GPU Server Buying Guide 2026 — How to Choose the Right GPU Server for AI
Choosing the right GPU server is a significant capital decision with multi-year implications. The wrong choice — GPU too small for the model, insufficient memory for inference, no liquid cooling in a facility without DLC infrastructure — is expensive to correct. This guide provides a structured decision framework for selecting GPU server hardware based on the actual workload, facility, and budget.
Step 1: Define the Primary Workload
GPU server design priorities differ fundamentally between training and inference. Answer this before comparing hardware:
AI Training (including fine-tuning)
Training requires maximum compute throughput (FLOPS) and GPU-to-GPU communication bandwidth. Prioritize: SXM form factor GPUs (NVLink), multi-GPU servers (8 GPUs per node), and InfiniBand networking for multi-node clusters. The binding constraints are FLOPS and inter-GPU bandwidth, not memory capacity (for most fine-tuning use cases).

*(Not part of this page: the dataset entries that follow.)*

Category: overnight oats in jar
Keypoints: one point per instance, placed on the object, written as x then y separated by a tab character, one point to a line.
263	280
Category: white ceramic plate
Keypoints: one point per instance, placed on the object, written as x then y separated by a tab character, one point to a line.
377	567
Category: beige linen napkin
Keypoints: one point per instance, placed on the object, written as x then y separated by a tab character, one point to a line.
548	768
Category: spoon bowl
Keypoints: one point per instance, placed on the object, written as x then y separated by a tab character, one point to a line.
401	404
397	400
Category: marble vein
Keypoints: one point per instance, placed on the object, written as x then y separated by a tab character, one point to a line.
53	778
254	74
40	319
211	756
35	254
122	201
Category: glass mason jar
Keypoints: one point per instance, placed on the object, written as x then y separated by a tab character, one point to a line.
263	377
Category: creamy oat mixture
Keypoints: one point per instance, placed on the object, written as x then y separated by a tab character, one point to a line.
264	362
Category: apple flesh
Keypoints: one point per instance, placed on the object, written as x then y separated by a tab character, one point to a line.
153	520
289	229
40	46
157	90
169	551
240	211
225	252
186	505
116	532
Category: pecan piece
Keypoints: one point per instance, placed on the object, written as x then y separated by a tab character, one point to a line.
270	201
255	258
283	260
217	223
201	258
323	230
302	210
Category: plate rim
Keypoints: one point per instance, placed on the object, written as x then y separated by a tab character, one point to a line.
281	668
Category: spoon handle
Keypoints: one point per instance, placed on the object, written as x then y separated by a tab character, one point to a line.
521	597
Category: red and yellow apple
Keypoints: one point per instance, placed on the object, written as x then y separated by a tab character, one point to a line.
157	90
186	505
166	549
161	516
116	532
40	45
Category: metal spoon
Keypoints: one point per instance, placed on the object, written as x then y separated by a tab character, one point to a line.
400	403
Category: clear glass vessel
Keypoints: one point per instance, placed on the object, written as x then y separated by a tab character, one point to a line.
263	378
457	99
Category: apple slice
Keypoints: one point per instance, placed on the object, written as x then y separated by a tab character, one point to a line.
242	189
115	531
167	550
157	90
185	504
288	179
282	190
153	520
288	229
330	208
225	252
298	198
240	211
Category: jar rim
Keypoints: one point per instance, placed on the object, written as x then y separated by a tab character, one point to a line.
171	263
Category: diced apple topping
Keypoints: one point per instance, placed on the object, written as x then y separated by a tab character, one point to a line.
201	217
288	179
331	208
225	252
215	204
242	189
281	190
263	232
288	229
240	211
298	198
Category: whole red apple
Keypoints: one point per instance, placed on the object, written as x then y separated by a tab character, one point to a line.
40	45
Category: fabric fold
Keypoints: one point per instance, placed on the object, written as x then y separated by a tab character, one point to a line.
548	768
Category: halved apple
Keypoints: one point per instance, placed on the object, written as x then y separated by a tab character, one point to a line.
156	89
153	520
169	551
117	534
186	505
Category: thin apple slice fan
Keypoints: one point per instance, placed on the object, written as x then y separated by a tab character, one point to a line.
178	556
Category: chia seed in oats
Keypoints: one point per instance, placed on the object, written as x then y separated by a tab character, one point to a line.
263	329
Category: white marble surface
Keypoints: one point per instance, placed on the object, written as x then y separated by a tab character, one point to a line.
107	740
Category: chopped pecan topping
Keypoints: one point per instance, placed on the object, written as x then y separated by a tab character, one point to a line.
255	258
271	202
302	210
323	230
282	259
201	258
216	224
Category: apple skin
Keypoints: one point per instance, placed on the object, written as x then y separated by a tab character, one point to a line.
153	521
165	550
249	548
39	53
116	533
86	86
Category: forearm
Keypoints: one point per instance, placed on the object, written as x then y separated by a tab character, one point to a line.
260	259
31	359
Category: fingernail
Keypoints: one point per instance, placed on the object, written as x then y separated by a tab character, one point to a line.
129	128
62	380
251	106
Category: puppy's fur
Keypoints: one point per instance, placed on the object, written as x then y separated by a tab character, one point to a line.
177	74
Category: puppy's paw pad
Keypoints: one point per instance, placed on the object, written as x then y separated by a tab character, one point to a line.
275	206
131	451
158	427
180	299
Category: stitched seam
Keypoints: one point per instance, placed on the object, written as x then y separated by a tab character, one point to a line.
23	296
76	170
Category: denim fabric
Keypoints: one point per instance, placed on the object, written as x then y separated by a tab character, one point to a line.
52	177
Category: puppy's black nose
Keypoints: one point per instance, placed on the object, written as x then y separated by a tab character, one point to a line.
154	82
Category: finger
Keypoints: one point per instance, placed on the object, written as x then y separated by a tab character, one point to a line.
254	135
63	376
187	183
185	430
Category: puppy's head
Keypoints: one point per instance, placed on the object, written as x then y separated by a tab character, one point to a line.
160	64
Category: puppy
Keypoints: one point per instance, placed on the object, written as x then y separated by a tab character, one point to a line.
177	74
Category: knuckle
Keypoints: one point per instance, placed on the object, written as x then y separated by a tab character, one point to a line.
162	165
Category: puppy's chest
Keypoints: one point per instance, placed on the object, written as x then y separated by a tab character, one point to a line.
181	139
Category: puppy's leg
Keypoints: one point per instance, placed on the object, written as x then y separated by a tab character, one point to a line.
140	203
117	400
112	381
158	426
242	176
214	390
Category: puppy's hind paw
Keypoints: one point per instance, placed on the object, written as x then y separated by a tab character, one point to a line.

AI Inference (production model serving)
Inference requires GPU memory capacity to hold the model and KV cache, and throughput (tokens/second) at the target concurrency. The binding constraint is memory — a model that doesn't fit in GPU memory cannot run. Prioritize memory capacity per GPU and memory bandwidth. PCIe form factor GPUs are acceptable for inference; SXM is not required.
Mixed Training + Inference
If the same hardware will be used for both training and inference at different times (common in enterprise deployments), 8× H100 SXM5 or 8× H200 SXM5 is the most versatile configuration — NVLink and InfiniBand provide training performance; 80–141 GB per GPU provides adequate inference memory for 70B models.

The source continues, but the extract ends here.